Main A: GPU B: NVMe C: Production
B.2

PCIe Topology

Understanding how GPUs and NVMe devices connect through PCIe — and why topology determines whether peer-to-peer transfers work.

The PCIe Hierarchy

CPU + Root Complex PCIe Switch PCIe Switch GPU 0 NVMe 0 GPU 1 NVMe 1 P2P OK ✓ P2P OK ✓ Cross-switch P2P: Goes through CPU ✗
Root Complex (RC)
CPU-integrated PCIe controller. All transactions originate or terminate here unless using P2P.
PCIe Switch
Expands PCIe lanes. Critical feature: can route P2P transactions between ports WITHOUT going to CPU.
Endpoint
Leaf device (GPU, NVMe, NIC). Has BARs (Base Address Registers) for memory-mapped I/O.
Upstream Port
Switch port facing toward the root complex (CPU).
Downstream Port
Switch port facing toward endpoints (devices).

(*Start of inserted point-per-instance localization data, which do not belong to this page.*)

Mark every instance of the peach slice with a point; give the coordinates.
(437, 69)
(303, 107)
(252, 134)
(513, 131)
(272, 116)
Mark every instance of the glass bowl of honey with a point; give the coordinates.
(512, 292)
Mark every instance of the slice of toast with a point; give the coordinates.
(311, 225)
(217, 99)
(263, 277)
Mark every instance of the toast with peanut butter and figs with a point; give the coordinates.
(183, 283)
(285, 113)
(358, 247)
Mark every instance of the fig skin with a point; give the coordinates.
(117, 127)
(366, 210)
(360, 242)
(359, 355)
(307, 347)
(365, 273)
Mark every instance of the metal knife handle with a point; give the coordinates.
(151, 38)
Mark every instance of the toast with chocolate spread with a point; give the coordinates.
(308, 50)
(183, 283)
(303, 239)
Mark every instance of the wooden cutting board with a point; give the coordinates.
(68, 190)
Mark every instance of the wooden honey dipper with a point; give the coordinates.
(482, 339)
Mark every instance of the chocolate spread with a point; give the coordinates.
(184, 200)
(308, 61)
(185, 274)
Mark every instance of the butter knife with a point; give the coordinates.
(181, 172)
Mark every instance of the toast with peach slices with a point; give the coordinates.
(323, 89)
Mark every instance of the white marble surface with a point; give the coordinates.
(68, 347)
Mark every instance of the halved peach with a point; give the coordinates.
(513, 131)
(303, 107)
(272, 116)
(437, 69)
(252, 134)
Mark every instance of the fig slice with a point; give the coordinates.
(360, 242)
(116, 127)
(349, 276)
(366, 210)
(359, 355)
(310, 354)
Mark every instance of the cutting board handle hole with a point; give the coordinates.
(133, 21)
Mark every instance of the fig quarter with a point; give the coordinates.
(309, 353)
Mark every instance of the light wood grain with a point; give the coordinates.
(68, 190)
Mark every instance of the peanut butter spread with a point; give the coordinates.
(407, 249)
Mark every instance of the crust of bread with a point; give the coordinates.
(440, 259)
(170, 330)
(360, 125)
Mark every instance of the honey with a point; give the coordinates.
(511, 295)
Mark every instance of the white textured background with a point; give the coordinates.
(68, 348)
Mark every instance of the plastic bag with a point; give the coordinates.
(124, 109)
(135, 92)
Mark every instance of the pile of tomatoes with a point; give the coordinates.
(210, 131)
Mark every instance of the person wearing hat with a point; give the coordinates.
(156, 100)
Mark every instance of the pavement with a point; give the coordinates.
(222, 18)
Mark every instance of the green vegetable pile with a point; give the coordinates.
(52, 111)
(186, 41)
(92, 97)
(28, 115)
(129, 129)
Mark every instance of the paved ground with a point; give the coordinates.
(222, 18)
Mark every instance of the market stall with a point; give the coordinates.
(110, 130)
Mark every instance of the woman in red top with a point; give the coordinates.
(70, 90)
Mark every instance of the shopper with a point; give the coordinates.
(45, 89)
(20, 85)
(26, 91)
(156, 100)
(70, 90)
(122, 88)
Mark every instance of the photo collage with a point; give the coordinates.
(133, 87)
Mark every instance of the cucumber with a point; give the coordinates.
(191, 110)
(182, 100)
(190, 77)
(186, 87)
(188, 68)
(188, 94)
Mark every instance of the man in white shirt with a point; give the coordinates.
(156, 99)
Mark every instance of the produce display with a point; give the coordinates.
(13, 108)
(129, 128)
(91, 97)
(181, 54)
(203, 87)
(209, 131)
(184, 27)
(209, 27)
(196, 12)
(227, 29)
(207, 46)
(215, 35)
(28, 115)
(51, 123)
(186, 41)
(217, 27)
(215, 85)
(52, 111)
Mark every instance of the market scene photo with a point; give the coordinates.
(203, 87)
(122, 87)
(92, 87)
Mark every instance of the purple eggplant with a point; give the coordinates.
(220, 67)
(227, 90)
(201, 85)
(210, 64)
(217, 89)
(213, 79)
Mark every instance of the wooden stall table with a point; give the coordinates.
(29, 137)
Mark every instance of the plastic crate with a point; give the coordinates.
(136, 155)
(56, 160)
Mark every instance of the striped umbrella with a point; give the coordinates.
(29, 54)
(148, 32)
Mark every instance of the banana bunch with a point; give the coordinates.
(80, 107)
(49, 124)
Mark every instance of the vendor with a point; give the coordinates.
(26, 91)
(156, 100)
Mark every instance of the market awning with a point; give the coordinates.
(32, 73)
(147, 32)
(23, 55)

Peer-to-Peer (P2P) Transfers

P2P allows devices to transfer data directly, avoiding extra copies through CPU/system memory. This is critical for GPUDirect Storage.

❌ Without P2P
NVMe → CPU Memory → GPU

2 PCIe traversals
2 memory copies
CPU involved
✓ With P2P
NVMe → PCIe Switch → GPU

1 PCIe traversal
0 memory copies
CPU bypassed in bulk data path (control stays on CPU)
✓ P2P Works When:
  • GPU and NVMe are under the same PCIe switch
  • ACS (Access Control Services) is disabled on the path
  • IOMMU allows the transaction (or is disabled)
  • Both devices support P2P (most modern ones do)

ACS: The P2P Killer

⚠️ Access Control Services (ACS)

ACS can prevent endpoint-to-endpoint P2P on some platforms depending on ACSCtl bits and topology.

Check ACS Status

$ lspci -vvv | grep -i "ACS" Capabilities: [100] Access Control Services ACSCap: SrcValid+ TransBlk+ ReqRedir+ CmpltRedir+ UpstreamFwd+ EgressCtrl- DirectTrans- ACSCtl: SrcValid- TransBlk- ReqRedir- CmpltRedir- UpstreamFwd- EgressCtrl- DirectTrans-

ACSCtl shows - for all = ACS disabled (good for P2P). If you see +, P2P won't work.

Disable ACS (If Needed)

# Add to kernel command line (GRUB) pci=noacs # Or disable at runtime for specific device setpci -s 0000:3a:00.0 ECAP_ACS+6.w=0000
💡 Production Note

In virtualized environments (VMs, containers with device passthrough), you may need ACS for security. This creates a fundamental tension: security vs. performance. Some organizations use dedicated bare-metal nodes for GPU training to avoid this tradeoff.

Discovering Your Topology

nvidia-smi topo

$ nvidia-smi topo -m GPU0 GPU1 GPU2 GPU3 NVMe0 NVMe1 CPU GPU0 X NV12 SYS SYS PHB NODE SYS GPU1 NV12 X SYS SYS NODE PHB SYS GPU2 SYS SYS X NV12 SYS SYS PHB GPU3 SYS SYS NV12 X SYS SYS PHB
PHB
PCIe Host Bridge — same CPU socket, different root port. P2P possible.
NODE
Same NUMA node. May involve PCIe switch. Check with lspci.
SYS
Cross-socket via QPI/UPI. P2P unlikely to work efficiently.
NV##
NVLink connection (GPU-to-GPU only). 12 = NVLink Gen4 bidirectional.

lspci Tree View

$ lspci -tv -[0000:00]-+-00.0 Intel Root Complex +-1c.0-[01-02]----00.0 PCIe Switch | \-[02]--+-00.0 NVIDIA GPU | \-01.0 Samsung NVMe \-1d.0-[03]----00.0 Intel NIC

GPU and NVMe under same switch [01-02] = P2P should work (if ACS disabled).

NUMA and Storage Affinity

In multi-socket systems, each CPU has its own PCIe lanes. Accessing storage on the "wrong" NUMA node adds latency.

✓ Local Access

GPU → Local PCIe → NVMe

~2-3 μs latency

✗ Remote Access

GPU → QPI/UPI → Remote PCIe → NVMe

~5-8 μs latency (+100-200%)

# Check NUMA node for a device $ cat /sys/bus/pci/devices/0000:3a:00.0/numa_node 0 # Check which GPUs are on which NUMA node $ nvidia-smi topo -m | head -1
💡 Best Practice

For GPUDirect Storage, ensure GPU and NVMe are on the same NUMA node AND under the same PCIe switch. This is a hardware/BIOS configuration decision — plan it before deployment.